Grooving into Guyana

The first impressions of Guyana were slightly amusing. Lots of stuffy looking black chaps in immigration, dressed as if the Brits had never left. But on the plus side the language was English. If with a slightly weird creole lilt. I was asked how long I wanted to stay. I said a week and the nice chap gave me a whole 10 days. Obviously they don't want people overstaying their welcome. Then a bored customs lady wanted to inspect my backpack. She had a quick look in and was obviously repelled by the odours eminating from within as she said ¨Thank you, that's enough¨ seconds after opening it.
In Lethem I sat around a minibus office for about an hour before being told that the bus had actually left... Did it not strike them to tell me this earlier? Or were they just reluctant to upset me after my 18 bus ride from Venezuela? I asked them were there any other busses. ¨No¨. She said I could sleep in the office, I politely declined and asked if there was a hotel in town. ¨No¨ she said. Perhaps an ATM? ¨No¨. She was a right bundle of laughs. I asked her which way the town centre was (we were sitting in a field with a couple of houses around us). She said ¨This is the town centre¨ . Guyana and me were off to a troubled start. Reassesing her office floor I finally got a ¨yes¨ when I asked if there was internet access somewhere.

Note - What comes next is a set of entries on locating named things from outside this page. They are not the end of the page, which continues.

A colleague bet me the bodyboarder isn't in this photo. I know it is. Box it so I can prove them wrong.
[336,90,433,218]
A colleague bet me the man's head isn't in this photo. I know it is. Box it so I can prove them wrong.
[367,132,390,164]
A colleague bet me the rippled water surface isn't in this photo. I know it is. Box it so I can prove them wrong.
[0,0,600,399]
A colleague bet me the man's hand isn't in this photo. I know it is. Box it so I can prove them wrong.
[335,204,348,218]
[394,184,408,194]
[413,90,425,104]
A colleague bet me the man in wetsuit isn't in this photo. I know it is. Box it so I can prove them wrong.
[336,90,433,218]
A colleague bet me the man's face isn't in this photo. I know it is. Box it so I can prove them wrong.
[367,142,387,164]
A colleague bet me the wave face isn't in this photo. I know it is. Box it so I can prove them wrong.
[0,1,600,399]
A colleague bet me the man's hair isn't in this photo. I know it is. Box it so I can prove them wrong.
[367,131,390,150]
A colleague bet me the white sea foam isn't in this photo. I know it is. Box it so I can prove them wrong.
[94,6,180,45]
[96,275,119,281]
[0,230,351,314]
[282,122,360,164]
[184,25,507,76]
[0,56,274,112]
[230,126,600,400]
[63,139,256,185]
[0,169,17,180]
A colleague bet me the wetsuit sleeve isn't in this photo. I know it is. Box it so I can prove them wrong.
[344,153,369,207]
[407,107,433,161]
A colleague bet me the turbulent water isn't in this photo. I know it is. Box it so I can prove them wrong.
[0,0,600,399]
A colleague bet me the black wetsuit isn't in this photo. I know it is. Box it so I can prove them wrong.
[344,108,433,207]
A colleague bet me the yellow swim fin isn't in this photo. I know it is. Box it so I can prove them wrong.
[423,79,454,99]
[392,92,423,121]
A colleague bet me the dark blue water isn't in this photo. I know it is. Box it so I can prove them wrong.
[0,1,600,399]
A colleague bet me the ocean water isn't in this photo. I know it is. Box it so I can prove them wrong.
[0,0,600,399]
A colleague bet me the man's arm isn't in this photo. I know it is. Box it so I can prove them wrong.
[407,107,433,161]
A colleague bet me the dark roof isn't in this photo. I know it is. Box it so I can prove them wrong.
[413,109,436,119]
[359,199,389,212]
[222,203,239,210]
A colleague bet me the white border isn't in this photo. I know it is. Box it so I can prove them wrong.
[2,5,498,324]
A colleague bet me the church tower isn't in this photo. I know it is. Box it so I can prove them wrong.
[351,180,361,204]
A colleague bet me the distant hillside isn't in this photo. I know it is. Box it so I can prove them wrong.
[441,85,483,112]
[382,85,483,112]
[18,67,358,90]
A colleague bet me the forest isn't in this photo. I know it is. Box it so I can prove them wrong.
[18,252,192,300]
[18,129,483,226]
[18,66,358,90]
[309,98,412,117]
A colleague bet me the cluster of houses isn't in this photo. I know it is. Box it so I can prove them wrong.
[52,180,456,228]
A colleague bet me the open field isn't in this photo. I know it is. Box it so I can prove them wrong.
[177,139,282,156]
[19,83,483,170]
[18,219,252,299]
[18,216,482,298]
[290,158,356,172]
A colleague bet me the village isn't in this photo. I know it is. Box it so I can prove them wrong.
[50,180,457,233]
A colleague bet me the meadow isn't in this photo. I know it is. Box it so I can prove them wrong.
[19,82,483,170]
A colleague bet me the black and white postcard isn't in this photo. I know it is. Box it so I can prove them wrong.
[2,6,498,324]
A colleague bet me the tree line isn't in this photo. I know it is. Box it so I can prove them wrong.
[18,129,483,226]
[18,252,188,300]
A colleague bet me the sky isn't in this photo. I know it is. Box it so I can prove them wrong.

I logged on and googled ¨Lethem Bus¨ and ¨Lethem hotel¨. There were indeed 2 hotels and apparently a night bus at 9. Fantastic! I nearly went back to minibus lady and blew a raspberry in her face. I found my way to the bus ¨terminal¨ at 6 only to be told that the ticket seller was closed. I riposted with ultimate logic that the bus wasn't leaving till 9, a whole 3 hours of time for me to obtain a ticket. ¨No, it's closed¨ explained the lady as if I were an imbicile. So despite the fact that the bus was probably half empty I left sans ticket and checked into the Kakuru hotel which proved quite decent.

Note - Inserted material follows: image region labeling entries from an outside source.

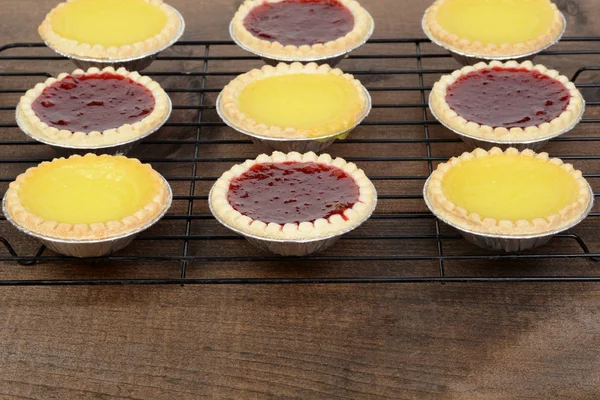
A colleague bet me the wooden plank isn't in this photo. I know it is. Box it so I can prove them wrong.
[0,0,600,399]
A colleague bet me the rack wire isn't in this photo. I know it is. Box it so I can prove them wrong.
[0,37,600,285]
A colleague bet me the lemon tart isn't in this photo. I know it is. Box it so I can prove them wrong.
[429,61,585,143]
[423,0,565,58]
[16,67,171,149]
[209,152,377,241]
[218,63,370,139]
[231,0,374,61]
[38,0,183,60]
[4,154,171,241]
[424,147,593,235]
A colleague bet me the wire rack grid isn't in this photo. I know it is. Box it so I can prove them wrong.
[0,37,600,285]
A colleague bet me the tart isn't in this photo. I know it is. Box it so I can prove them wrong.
[4,154,171,241]
[17,67,171,149]
[423,0,565,58]
[38,0,183,60]
[209,152,377,241]
[218,63,370,139]
[429,61,584,143]
[231,0,374,61]
[424,147,593,236]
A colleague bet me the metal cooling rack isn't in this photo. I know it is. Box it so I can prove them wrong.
[0,37,600,285]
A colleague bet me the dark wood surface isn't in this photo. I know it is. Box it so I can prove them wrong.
[0,0,600,399]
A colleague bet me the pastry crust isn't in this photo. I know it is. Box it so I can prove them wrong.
[424,147,593,236]
[429,61,585,143]
[38,0,185,61]
[4,154,171,241]
[422,0,565,58]
[209,151,377,240]
[16,67,171,149]
[219,62,370,139]
[231,0,375,61]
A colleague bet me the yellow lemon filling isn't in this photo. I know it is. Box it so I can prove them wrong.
[442,154,579,221]
[436,0,554,44]
[51,0,167,47]
[18,156,159,224]
[238,73,364,137]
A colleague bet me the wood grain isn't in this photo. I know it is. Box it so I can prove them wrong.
[0,0,600,400]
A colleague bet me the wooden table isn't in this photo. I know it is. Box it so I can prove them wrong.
[0,0,600,399]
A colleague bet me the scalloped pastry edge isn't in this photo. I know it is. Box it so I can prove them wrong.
[423,0,564,57]
[219,62,370,139]
[232,0,375,61]
[17,67,171,150]
[210,151,377,240]
[425,147,591,235]
[38,0,184,61]
[5,153,171,241]
[429,61,585,143]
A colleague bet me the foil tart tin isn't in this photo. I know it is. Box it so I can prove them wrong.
[428,93,585,151]
[421,11,567,65]
[229,14,375,67]
[44,6,185,71]
[15,95,173,158]
[423,178,594,253]
[208,186,377,256]
[216,87,372,153]
[2,177,173,258]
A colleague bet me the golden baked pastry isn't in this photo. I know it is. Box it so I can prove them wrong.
[38,0,183,60]
[4,154,171,241]
[17,67,171,149]
[429,61,585,143]
[210,151,377,240]
[219,63,369,139]
[424,147,593,236]
[423,0,565,58]
[231,0,375,61]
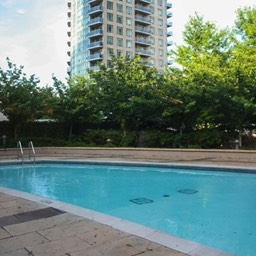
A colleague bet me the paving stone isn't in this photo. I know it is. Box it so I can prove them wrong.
[26,236,91,256]
[0,215,20,227]
[38,219,101,240]
[0,228,11,240]
[0,233,48,253]
[5,219,54,236]
[0,192,15,204]
[0,198,46,217]
[47,213,84,226]
[15,207,64,222]
[77,225,131,246]
[0,248,30,256]
[71,235,138,256]
[139,246,189,256]
[4,213,83,236]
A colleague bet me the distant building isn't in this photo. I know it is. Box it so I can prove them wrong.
[67,0,172,76]
[0,112,8,121]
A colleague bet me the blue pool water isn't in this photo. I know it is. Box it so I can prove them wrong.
[0,163,256,256]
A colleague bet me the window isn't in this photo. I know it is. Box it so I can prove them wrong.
[117,38,123,46]
[116,15,123,24]
[117,26,123,35]
[126,40,132,48]
[157,0,163,6]
[107,12,113,21]
[126,28,132,37]
[158,29,163,36]
[126,51,132,58]
[107,36,113,45]
[107,48,114,56]
[107,60,112,68]
[107,1,113,10]
[116,50,123,56]
[158,19,163,27]
[126,6,132,15]
[126,18,132,26]
[107,24,114,33]
[116,3,123,12]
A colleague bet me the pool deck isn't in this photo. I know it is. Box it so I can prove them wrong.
[0,147,256,256]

Things started looking up even more over dinner where my hostess with the mostess kept taking the mickey out of me at every opportunity. She was laughing to herself as she told me my white face glowed in the dark. It was good clean banter and I had a couple of beers and laughed away with her. Guyana and myself were geting to know and like each other.

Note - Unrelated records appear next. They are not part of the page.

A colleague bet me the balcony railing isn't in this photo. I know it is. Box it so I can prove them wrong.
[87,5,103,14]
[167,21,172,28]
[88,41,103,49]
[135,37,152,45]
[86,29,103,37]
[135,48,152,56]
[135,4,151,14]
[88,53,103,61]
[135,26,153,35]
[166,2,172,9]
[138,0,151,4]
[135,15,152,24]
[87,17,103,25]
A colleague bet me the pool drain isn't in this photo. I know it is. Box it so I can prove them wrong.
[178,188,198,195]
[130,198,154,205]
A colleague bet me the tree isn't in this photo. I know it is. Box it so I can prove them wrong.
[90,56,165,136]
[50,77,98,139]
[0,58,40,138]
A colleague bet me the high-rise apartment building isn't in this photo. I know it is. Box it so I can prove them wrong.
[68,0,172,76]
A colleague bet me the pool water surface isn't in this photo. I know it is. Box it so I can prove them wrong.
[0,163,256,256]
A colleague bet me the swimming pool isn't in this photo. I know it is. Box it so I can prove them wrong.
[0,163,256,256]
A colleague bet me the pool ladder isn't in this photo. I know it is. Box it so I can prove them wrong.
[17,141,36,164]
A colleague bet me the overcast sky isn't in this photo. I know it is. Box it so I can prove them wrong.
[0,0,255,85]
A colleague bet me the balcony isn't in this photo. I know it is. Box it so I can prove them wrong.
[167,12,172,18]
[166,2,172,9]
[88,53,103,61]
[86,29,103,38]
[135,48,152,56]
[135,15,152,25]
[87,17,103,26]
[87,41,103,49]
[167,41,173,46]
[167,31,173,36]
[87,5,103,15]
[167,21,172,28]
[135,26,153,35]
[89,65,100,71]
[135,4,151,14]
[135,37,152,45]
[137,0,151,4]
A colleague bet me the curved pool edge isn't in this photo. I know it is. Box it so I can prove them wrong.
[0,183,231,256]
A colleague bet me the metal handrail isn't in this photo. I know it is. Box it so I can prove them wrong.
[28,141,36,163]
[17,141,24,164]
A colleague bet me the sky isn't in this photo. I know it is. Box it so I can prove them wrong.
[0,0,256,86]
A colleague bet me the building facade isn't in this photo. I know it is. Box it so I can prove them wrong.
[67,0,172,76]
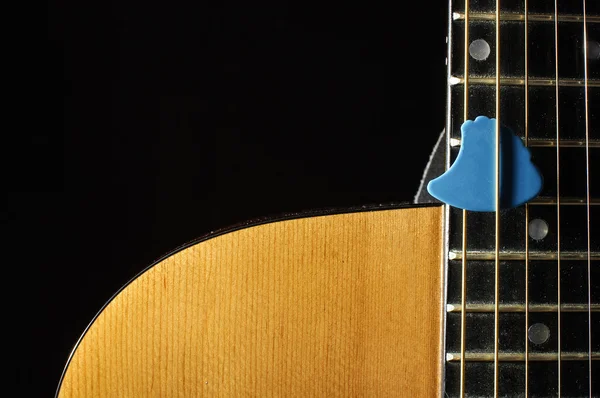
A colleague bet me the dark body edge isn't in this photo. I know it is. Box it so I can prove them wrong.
[54,202,441,397]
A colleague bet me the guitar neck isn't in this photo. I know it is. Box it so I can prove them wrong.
[445,0,600,397]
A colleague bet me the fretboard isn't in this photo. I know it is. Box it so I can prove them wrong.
[445,0,600,397]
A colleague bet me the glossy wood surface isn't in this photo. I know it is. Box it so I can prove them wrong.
[58,207,443,397]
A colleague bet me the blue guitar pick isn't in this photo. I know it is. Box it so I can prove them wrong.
[427,116,543,211]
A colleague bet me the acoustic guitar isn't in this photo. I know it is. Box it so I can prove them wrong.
[57,0,600,398]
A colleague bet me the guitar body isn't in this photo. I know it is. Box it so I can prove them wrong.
[58,206,444,397]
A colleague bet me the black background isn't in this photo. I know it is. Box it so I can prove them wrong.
[16,0,447,396]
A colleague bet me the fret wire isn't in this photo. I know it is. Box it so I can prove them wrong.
[494,0,500,398]
[554,0,562,398]
[583,0,592,398]
[524,0,529,398]
[460,0,469,398]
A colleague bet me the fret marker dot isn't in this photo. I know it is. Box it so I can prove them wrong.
[469,39,491,61]
[529,218,548,240]
[587,40,600,60]
[527,323,550,344]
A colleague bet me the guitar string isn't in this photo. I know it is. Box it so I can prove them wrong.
[583,0,592,398]
[524,0,528,398]
[494,0,500,398]
[554,0,561,398]
[460,0,469,398]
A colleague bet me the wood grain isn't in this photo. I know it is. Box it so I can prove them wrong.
[59,207,442,398]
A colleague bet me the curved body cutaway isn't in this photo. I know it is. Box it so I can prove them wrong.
[58,206,443,397]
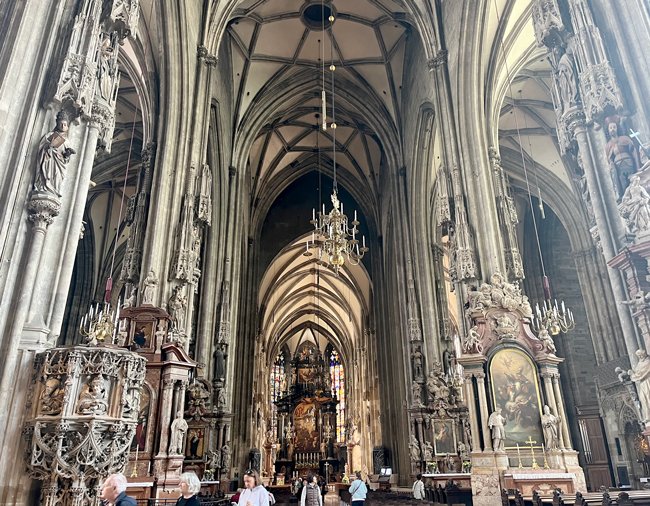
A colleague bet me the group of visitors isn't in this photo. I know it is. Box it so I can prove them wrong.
[100,469,368,506]
[99,472,201,506]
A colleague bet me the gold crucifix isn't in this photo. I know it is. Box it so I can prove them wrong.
[524,435,539,469]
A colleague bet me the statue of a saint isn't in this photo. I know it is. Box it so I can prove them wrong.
[169,285,187,333]
[77,375,108,415]
[411,346,423,379]
[537,327,557,355]
[221,441,231,473]
[422,441,433,462]
[618,175,650,234]
[411,381,423,408]
[214,343,226,381]
[409,434,421,462]
[555,46,578,111]
[488,408,506,452]
[168,411,187,455]
[41,378,63,415]
[628,350,650,423]
[142,269,158,306]
[542,406,560,450]
[605,118,641,200]
[34,111,76,197]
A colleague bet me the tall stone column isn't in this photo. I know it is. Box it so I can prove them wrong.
[156,378,176,459]
[541,370,566,449]
[552,372,573,450]
[474,371,492,452]
[465,372,481,453]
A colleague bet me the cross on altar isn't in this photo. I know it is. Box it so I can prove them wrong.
[524,436,539,469]
[325,462,332,485]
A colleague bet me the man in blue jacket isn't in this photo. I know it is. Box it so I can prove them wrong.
[99,474,136,506]
[349,471,368,506]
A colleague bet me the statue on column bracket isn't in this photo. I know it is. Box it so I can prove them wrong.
[142,269,158,306]
[409,434,422,462]
[542,405,560,450]
[168,411,187,455]
[169,285,187,334]
[488,408,506,452]
[628,350,650,423]
[605,116,641,201]
[618,174,650,234]
[34,111,76,197]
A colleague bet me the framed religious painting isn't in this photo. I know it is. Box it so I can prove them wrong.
[433,420,456,455]
[489,348,544,448]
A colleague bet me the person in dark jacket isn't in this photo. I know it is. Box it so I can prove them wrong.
[99,474,136,506]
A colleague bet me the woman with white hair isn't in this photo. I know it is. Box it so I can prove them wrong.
[176,472,201,506]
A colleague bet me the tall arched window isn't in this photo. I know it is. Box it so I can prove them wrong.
[329,348,345,443]
[271,352,287,402]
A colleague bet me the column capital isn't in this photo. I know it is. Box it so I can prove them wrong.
[27,191,61,231]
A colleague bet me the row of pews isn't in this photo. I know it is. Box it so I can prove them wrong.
[501,489,650,506]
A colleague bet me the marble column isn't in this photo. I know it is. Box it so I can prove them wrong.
[465,372,480,453]
[552,373,573,450]
[541,371,566,449]
[157,378,176,457]
[474,371,492,452]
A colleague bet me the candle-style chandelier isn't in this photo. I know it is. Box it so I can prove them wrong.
[531,276,576,336]
[305,6,368,274]
[494,2,575,336]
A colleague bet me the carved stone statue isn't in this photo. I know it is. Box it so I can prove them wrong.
[463,325,483,353]
[409,434,422,462]
[411,381,423,408]
[221,441,231,473]
[168,411,187,455]
[217,388,228,409]
[422,441,433,462]
[34,111,76,197]
[618,175,650,234]
[605,118,641,199]
[41,378,64,415]
[542,406,560,450]
[142,269,158,306]
[411,346,423,379]
[77,375,108,415]
[488,408,506,452]
[537,328,557,355]
[169,285,187,333]
[628,350,650,423]
[214,343,226,381]
[555,46,578,111]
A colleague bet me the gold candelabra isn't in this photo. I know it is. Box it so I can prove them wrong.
[305,190,368,273]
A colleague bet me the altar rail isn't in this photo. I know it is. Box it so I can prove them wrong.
[136,497,230,506]
[501,490,650,506]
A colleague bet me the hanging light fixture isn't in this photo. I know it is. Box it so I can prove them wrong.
[493,1,575,336]
[305,7,368,274]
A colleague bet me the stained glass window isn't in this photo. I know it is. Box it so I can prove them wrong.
[329,349,345,443]
[269,353,287,427]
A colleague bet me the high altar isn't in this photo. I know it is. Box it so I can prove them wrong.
[266,343,342,481]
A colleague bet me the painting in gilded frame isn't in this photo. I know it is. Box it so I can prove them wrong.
[490,348,544,448]
[433,420,456,455]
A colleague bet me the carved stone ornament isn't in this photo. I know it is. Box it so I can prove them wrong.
[23,346,146,505]
[27,192,61,230]
[196,164,212,226]
[110,0,140,40]
[467,272,533,317]
[532,0,565,48]
[580,61,623,122]
[463,325,483,354]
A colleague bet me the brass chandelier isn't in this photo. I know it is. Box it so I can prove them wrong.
[305,7,368,274]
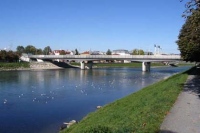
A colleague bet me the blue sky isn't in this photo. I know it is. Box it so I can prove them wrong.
[0,0,184,53]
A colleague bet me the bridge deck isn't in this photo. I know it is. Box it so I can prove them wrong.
[28,55,182,62]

The next morning I managed to get my ticket and waited for the bus which turned up only an hour or so late. The journey was 12 hours long and was quite spectacular - from the pampa like plains to the south of Guyana we gradually transgressed into the deepest, darkest rainforest you have ever seen. The main ¨road¨ to Georgetown was a mud track cut right through the middle of the forest. At most the road was 4 meters wide. At one stage the bus had to get on a ferry to cross a river. Whilst we were waiting for the ferry (which was obviously in no hurry) macaws flew by and even a Toucan made an appearance. It was just like you picture a rainforest, complete with weird sounds coming from deep within the trees. We drove for at least 5 hours through the forest, which just got more and more dense. Ocassionaly we would pass by a military check point where we would all have to leave the bus, show our passports and get back on again. The whole day we passed a sum total of 6 cars and finally around 10pm we exited the jungle and soon hit a main road and were in Georgetown in jig time, where I crashed into bed in the lovely Rima Guesthouse.
Yes, Guyana and myself were definitely now getting it on.